If my opening question is toned with tenderness, a bit of emotion is for good reason. Such a long wait for the motorcycle giant to re-enter the booming Adventure Riding & Dual Sport category sure was a test for Honda enthusiasts.
Clinging to scraps of a "better late than never" sentiment, a recent roadside pee-break opportunity between motorcycle tours in Patagonia seemed like the right moment to make this video and share some thoughts about Honda's latest adventure bike. RIDE Adventures is now in our 2nd season of offering the Africa Twin as a motorcycle rental in Patagonia, with largely positive feedback from our Customers and those of us who guide these motorcycle trips. Categorically speaking:
Parallel-Twin Engine - The heart and soul of any bike, right? Honda nailed it here with 1000cc's of steady pulling power just panting like a bull beneath your wrist. As hinted at in the video, engines that are too smooth or lacking power at low RPMS tend to make me yawn, but Honda got it right with this one. The pulsations, vibrations, and frequencies emanating from this powerplant are spot-on, giving me the type of feedback and responsiveness I want out of an engine. Nice and throaty by sound, pulling strong from the low rev's, all the way on up to redline, I can't think of a single bad thing to say about this engine (other than yes, I would always be happy with a little more power : ) Neither lone wolf adventure riders, nor couples riding 2-up will ever "need" more power with this bike though.
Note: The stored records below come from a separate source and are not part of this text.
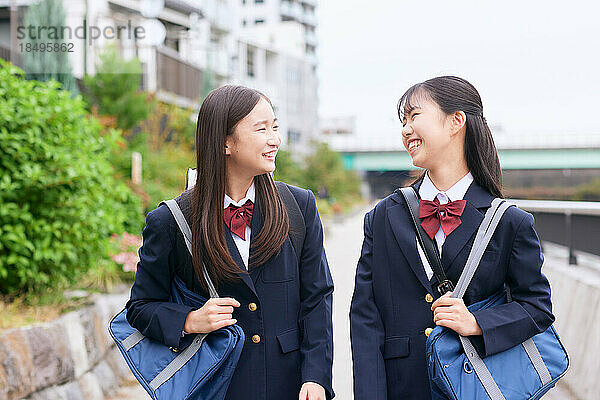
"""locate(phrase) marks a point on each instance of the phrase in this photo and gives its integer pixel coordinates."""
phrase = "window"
(250, 62)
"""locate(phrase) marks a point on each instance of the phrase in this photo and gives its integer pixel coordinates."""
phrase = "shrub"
(59, 201)
(114, 90)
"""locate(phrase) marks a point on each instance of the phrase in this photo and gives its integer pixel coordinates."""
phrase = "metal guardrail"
(574, 224)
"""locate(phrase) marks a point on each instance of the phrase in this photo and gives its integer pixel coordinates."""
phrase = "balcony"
(311, 39)
(309, 18)
(291, 10)
(177, 77)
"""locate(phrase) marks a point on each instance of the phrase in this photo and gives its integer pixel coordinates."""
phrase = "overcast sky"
(536, 64)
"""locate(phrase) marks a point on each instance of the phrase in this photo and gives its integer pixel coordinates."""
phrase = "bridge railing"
(574, 224)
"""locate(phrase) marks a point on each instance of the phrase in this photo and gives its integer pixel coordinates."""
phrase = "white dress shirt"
(428, 191)
(242, 245)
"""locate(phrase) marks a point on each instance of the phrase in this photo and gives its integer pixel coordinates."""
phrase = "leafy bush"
(322, 171)
(114, 90)
(59, 201)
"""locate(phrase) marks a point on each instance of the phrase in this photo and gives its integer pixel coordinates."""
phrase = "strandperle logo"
(87, 32)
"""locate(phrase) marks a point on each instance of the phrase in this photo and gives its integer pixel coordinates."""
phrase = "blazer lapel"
(235, 254)
(401, 225)
(256, 226)
(477, 198)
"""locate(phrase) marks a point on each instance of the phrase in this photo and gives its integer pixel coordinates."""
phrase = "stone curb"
(70, 358)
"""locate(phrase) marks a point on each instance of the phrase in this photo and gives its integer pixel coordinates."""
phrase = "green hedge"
(59, 201)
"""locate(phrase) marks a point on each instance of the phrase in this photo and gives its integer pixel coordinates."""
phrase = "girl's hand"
(311, 391)
(215, 314)
(453, 313)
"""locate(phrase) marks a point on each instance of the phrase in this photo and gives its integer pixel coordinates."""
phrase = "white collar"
(250, 195)
(428, 191)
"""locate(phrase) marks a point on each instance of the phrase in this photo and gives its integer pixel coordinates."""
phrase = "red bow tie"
(435, 214)
(237, 218)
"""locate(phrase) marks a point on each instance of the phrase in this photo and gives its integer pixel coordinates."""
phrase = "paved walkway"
(343, 240)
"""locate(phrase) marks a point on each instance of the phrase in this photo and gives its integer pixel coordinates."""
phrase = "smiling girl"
(240, 231)
(396, 300)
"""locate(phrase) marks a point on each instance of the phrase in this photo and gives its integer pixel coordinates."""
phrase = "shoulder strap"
(297, 224)
(484, 235)
(428, 245)
(187, 235)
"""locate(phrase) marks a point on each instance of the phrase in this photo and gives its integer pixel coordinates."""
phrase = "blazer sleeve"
(367, 332)
(530, 312)
(316, 292)
(149, 309)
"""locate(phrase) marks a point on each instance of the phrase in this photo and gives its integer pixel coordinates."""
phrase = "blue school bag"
(526, 371)
(201, 371)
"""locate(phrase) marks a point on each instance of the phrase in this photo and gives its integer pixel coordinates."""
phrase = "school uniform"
(391, 315)
(285, 307)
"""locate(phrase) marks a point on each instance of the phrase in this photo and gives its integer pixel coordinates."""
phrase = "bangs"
(411, 99)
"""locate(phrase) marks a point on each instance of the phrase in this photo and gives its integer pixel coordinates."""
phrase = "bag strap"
(484, 234)
(482, 238)
(427, 244)
(297, 224)
(187, 235)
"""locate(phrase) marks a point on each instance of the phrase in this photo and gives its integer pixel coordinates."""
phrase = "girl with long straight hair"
(241, 233)
(396, 302)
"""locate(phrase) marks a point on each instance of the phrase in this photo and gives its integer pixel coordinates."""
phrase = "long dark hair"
(456, 94)
(219, 114)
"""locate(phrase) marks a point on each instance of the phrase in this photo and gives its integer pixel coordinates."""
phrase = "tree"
(47, 57)
(115, 89)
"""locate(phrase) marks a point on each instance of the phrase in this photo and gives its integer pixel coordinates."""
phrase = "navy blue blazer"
(389, 311)
(293, 316)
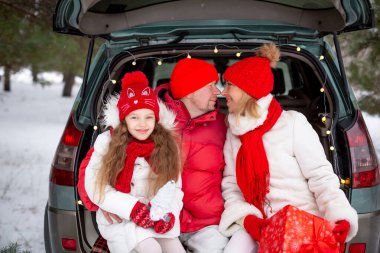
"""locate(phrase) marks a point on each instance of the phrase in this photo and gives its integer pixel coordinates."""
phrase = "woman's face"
(233, 96)
(140, 123)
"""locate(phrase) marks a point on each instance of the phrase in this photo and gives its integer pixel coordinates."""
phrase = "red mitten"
(163, 226)
(340, 232)
(253, 225)
(140, 215)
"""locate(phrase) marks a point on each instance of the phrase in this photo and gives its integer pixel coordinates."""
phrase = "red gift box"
(292, 230)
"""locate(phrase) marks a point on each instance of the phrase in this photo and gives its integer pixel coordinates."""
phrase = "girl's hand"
(254, 225)
(140, 215)
(163, 226)
(340, 232)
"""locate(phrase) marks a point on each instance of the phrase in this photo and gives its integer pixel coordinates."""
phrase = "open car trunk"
(299, 78)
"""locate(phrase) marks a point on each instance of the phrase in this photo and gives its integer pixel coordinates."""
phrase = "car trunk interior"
(300, 85)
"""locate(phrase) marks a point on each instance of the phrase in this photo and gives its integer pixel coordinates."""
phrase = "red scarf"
(134, 149)
(252, 169)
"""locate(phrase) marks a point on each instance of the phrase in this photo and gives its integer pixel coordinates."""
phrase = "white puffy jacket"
(300, 174)
(124, 236)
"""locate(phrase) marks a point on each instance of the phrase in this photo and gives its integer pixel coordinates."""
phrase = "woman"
(273, 158)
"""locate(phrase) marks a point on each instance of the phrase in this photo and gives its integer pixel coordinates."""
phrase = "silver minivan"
(152, 36)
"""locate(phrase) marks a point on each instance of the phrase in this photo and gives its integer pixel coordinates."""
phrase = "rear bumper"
(369, 232)
(62, 224)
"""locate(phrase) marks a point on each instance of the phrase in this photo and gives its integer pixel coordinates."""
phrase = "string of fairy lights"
(217, 49)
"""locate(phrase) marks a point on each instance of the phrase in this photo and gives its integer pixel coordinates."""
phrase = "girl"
(129, 164)
(273, 158)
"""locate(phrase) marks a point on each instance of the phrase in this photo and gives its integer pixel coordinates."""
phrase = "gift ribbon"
(319, 244)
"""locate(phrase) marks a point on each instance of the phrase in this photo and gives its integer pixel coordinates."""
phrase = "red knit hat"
(254, 74)
(136, 94)
(191, 74)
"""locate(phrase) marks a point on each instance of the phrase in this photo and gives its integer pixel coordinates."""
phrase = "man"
(192, 95)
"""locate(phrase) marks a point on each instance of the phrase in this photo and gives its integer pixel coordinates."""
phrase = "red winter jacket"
(202, 152)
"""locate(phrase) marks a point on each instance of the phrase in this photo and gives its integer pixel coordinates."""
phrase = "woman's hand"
(340, 232)
(254, 225)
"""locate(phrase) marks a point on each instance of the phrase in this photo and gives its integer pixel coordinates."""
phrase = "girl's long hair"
(164, 161)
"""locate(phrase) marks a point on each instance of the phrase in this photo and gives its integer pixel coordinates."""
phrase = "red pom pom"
(134, 78)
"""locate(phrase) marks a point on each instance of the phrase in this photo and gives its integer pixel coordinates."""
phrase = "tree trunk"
(35, 73)
(68, 79)
(7, 78)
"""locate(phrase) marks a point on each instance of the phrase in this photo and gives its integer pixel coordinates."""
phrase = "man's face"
(203, 100)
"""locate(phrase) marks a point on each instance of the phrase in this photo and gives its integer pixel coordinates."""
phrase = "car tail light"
(62, 171)
(357, 248)
(365, 170)
(69, 244)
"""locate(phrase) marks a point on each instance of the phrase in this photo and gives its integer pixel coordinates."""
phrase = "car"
(152, 36)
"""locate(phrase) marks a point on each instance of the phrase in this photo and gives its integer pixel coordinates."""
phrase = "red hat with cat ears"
(136, 94)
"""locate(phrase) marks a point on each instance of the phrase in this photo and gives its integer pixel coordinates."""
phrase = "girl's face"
(233, 96)
(140, 123)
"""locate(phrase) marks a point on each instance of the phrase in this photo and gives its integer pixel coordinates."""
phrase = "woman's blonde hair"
(164, 160)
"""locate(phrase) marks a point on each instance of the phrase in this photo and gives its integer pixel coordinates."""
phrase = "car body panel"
(102, 17)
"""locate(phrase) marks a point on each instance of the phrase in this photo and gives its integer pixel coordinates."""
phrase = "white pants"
(241, 242)
(206, 240)
(159, 245)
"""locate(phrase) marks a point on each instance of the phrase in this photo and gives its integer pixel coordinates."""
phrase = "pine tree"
(363, 47)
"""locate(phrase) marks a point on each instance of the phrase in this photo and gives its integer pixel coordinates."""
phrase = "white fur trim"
(111, 114)
(247, 123)
(231, 215)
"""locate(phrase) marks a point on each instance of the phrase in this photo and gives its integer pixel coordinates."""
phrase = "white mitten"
(160, 204)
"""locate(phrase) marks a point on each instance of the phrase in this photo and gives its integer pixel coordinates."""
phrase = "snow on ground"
(32, 119)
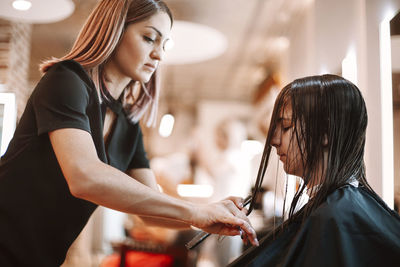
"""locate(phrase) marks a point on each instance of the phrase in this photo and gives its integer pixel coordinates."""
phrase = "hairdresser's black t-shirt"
(39, 218)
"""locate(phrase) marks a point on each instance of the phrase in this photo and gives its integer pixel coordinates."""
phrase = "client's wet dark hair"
(328, 114)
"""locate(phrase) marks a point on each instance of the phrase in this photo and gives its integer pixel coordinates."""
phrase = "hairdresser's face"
(142, 47)
(285, 142)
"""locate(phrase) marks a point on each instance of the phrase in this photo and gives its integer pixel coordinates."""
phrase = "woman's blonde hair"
(96, 42)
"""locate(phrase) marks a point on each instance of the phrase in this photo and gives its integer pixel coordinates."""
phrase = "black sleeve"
(60, 101)
(139, 159)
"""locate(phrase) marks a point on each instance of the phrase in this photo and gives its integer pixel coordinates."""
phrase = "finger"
(245, 211)
(238, 201)
(250, 233)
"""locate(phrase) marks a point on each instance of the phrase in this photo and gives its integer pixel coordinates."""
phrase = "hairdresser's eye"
(148, 39)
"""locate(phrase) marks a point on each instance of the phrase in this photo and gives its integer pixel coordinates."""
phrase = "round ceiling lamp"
(194, 43)
(36, 11)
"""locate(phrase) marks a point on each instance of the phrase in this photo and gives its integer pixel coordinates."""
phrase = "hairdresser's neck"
(115, 80)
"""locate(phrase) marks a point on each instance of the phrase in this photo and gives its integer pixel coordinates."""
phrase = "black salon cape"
(352, 228)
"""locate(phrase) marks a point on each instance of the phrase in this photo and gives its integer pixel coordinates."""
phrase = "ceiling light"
(194, 43)
(22, 5)
(43, 11)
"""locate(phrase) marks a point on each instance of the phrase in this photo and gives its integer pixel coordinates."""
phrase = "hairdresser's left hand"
(224, 218)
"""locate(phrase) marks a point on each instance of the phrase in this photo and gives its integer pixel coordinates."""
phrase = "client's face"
(286, 144)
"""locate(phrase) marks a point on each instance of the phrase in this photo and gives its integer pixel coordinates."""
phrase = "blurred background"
(219, 82)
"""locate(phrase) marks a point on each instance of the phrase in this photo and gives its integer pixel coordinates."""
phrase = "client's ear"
(325, 140)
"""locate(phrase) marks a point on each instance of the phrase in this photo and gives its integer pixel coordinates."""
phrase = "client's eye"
(148, 39)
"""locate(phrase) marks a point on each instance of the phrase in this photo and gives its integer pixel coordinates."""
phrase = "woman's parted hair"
(328, 114)
(98, 39)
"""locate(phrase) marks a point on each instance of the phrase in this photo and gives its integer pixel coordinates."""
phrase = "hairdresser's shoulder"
(68, 71)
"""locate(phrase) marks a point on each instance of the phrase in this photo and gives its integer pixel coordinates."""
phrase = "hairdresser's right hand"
(224, 218)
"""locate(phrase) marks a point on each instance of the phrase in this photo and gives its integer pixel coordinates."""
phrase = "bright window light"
(386, 112)
(22, 5)
(166, 125)
(195, 190)
(349, 67)
(252, 147)
(7, 120)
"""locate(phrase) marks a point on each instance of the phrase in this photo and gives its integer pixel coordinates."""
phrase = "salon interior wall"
(15, 46)
(332, 30)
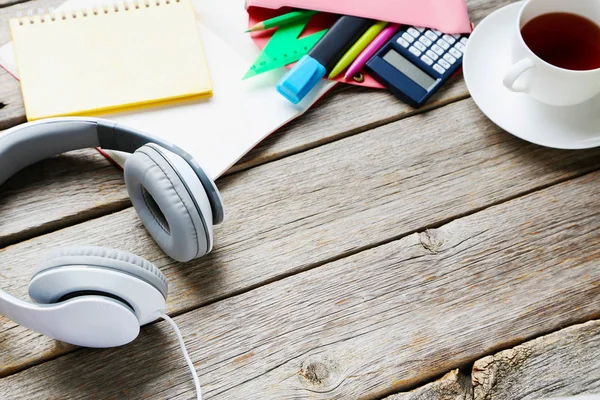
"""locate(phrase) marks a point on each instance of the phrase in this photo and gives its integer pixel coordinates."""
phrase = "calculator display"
(409, 69)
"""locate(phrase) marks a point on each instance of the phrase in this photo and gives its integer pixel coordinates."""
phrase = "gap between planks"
(337, 116)
(493, 159)
(395, 282)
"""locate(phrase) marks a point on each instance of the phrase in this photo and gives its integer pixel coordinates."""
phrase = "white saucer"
(488, 57)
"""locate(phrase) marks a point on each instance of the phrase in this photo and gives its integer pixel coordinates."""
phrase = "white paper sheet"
(218, 131)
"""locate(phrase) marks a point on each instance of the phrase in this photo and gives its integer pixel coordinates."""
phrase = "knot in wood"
(432, 240)
(316, 373)
(321, 373)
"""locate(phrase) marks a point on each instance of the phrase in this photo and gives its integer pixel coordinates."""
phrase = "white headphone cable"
(185, 353)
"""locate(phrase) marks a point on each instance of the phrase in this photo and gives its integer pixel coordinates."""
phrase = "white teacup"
(543, 81)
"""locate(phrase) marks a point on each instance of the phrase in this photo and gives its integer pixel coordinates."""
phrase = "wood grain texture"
(345, 112)
(373, 323)
(565, 363)
(455, 385)
(59, 192)
(7, 3)
(307, 209)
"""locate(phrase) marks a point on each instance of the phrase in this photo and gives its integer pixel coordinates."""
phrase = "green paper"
(285, 48)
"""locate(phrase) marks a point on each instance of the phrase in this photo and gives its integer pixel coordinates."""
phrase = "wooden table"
(370, 249)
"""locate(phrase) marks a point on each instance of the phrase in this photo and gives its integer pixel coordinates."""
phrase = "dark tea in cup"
(564, 40)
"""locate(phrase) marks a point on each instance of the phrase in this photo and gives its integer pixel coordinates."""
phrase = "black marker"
(322, 58)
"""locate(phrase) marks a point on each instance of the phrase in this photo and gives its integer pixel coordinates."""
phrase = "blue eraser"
(301, 79)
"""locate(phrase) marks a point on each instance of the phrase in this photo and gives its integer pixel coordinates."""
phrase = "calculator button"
(444, 63)
(432, 55)
(403, 43)
(408, 38)
(439, 69)
(420, 46)
(415, 51)
(449, 58)
(455, 53)
(427, 60)
(431, 35)
(413, 32)
(437, 49)
(460, 47)
(449, 39)
(425, 41)
(443, 44)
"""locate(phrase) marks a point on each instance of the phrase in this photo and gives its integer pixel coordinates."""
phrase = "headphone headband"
(32, 142)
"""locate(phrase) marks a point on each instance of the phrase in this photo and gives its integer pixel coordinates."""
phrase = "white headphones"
(99, 297)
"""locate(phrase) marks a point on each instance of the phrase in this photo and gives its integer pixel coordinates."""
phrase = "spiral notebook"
(217, 131)
(109, 58)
Transmission - As requests poured in for traditional 6-Speed gearboxes instead of the Dual Clutch Transmission (DCT) Honda now offers, all the AT's we're offering for rentals have the standard manual wet clutch gearboxes. Perhaps some of you can comment on whether this DCT situation is a good one or not? I've ridden other bikes with similar shifting options, but like many of you, tend to prefer the symphony of hand and footwork that comes with a traditional manual transmission. Please comment below if you enjoy your DCT transmissions? Any problems with them?
Suspension & Handling - Suspension is a tough one to comment on, as my suited-up +/- 260lbs isn't what the original suspension was built for on any stock bike. Still, cranking up the adjustable pre-load on the Showa forks and rear shock keep the Africa Twin's posture about where it geometrically should be, and while I haven't spent much time with the bike fully-loaded with luggage yet (we have Support Trucks on our Group tours) We've had dozens of Customers do multi-week adventures fully-packed though, and nobody has mentioned an overpacking issue. --- Handling is fantastic though. In the video, I'm mentioning the AT's likeness to KTM's old 950/990 Adventure or BMW's F800GS in that I enjoy the overall size, weight, and girth of this motorcycle. Whereas some bigger adventure bikes can be a bit "tubby" at times (R1200GS Regular and Adventure, Triumph Explorer 1200, Yamaha Super Tenere, etc.) the Africa Twin's overall stature puts it right about in the middle of the size/weight/shape spectrum that I'd consider for bikes in this category. The AT will bounce between rugged off-road terrain and smooth pavement with ease, and plenty of reasons to smile in any situation. Single-track in the woods? Okay, it might be a bit of a boat for dodging between trees, but much better than a Goldwing : )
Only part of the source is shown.